All of lore.kernel.org
 help / color / mirror / Atom feed
From: Peter Zijlstra <a.p.zijlstra@chello.nl>
To: paulmck@linux.vnet.ibm.com
Cc: Ed Tomlinson <edt@aei.ca>, Steven Rostedt <rostedt@goodmis.org>,
	Sergey Senozhatsky <sergey.senozhatsky@gmail.com>,
	Ingo Molnar <mingo@elte.hu>, Thomas Gleixner <tglx@linutronix.de>,
	Andrew Morton <akpm@linux-foundation.org>,
	Dipankar Sarma <dipankar@in.ibm.com>,
	linux-kernel@vger.kernel.org
Subject: Re: INFO: possible circular locking dependency detected
Date: Fri, 15 Jul 2011 17:04:27 +0200	[thread overview]
Message-ID: <1310742267.2586.353.camel@twins> (raw)
In-Reply-To: <20110715143651.GB2376@linux.vnet.ibm.com>

On Fri, 2011-07-15 at 07:36 -0700, Paul E. McKenney wrote:
> On Fri, Jul 15, 2011 at 03:07:39PM +0200, Peter Zijlstra wrote:
> > On Fri, 2011-07-15 at 05:42 -0700, Paul E. McKenney wrote:
> > > On Fri, Jul 15, 2011 at 01:29:22PM +0200, Peter Zijlstra wrote:
> > > > On Fri, 2011-07-15 at 07:05 -0400, Ed Tomlinson wrote:
> > > > > Jul 14 23:21:18 grover kernel: [  920.659426] -> #1 (rcu_node_level_0){..-...}:
> > > > > Jul 14 23:21:18 grover kernel: [  920.659426]        [<ffffffff8108b7e5>] lock_acquire+0x95/0x140
> > > > > Jul 14 23:21:18 grover kernel: [  920.659426]        [<ffffffff8157808b>] _raw_spin_lock+0x3b/0x50
> > > > > Jul 14 23:21:18 grover kernel: [  920.659426]        [<ffffffff810ba797>] __rcu_read_unlock+0x197/0x2d0
> 
> Yow...  Looks like rcu_read_unlock_special() is being inlined
> into __rcu_read_unlock().

Yeah, *cheer* for gcc being a smarty-pants.

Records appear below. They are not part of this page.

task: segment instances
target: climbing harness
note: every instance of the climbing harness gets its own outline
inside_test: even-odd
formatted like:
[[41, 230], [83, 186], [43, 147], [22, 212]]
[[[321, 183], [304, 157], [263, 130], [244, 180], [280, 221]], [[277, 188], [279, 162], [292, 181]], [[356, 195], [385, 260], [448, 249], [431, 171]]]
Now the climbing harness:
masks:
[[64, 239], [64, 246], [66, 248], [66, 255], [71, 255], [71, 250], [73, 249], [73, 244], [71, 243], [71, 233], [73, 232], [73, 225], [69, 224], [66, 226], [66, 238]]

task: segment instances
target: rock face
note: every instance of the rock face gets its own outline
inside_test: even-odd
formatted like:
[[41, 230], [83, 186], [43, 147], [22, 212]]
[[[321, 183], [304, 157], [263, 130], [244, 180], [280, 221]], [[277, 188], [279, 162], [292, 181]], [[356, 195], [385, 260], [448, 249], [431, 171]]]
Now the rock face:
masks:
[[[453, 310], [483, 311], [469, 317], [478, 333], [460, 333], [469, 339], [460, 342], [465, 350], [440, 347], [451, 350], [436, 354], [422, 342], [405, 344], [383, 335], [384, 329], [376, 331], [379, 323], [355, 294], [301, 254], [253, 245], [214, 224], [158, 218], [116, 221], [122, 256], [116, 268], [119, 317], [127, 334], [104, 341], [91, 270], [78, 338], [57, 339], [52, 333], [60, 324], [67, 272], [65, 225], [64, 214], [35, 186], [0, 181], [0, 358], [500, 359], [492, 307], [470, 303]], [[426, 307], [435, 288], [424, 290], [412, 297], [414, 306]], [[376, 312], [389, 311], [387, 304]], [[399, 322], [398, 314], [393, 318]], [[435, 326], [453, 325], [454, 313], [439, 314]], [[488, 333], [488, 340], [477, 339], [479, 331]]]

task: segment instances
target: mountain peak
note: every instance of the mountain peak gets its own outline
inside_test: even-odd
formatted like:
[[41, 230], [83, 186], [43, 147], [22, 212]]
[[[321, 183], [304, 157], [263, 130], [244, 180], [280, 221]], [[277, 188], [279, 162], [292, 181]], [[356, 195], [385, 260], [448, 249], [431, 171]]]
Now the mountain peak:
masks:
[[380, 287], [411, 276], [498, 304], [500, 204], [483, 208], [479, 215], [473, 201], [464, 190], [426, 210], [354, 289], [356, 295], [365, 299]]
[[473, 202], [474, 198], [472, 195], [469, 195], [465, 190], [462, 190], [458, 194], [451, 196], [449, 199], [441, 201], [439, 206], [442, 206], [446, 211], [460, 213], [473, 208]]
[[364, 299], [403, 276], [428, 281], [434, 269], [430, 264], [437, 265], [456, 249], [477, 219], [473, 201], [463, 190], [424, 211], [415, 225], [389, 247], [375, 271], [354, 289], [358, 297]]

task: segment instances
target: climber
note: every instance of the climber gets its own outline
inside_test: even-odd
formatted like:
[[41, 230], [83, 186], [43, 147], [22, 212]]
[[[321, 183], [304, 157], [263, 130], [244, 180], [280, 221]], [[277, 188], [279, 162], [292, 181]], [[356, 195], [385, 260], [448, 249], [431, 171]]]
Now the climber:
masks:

> > > > > Jul 14 23:21:18 grover kernel: [  920.659426]        [<ffffffff8103f2f5>] select_task_rq_fair+0x585/0xa80
> > > > > Jul 14 23:21:18 grover kernel: [  920.659426]        [<ffffffff8104633b>] try_to_wake_up+0x17b/0x360
> > > > > Jul 14 23:21:18 grover kernel: [  920.659426]        [<ffffffff81046575>] wake_up_process+0x15/0x20
> > > > > Jul 14 23:21:18 grover kernel: [  920.659426]        [<ffffffff810528f4>] irq_exit+0xb4/0x100
> 
> OK, so all the above stuff is in the context of an irq handler, right?

yep

> In which case, why didn't the in_irq() check kick us out before we
> had a chance to attempt to acquire any locks?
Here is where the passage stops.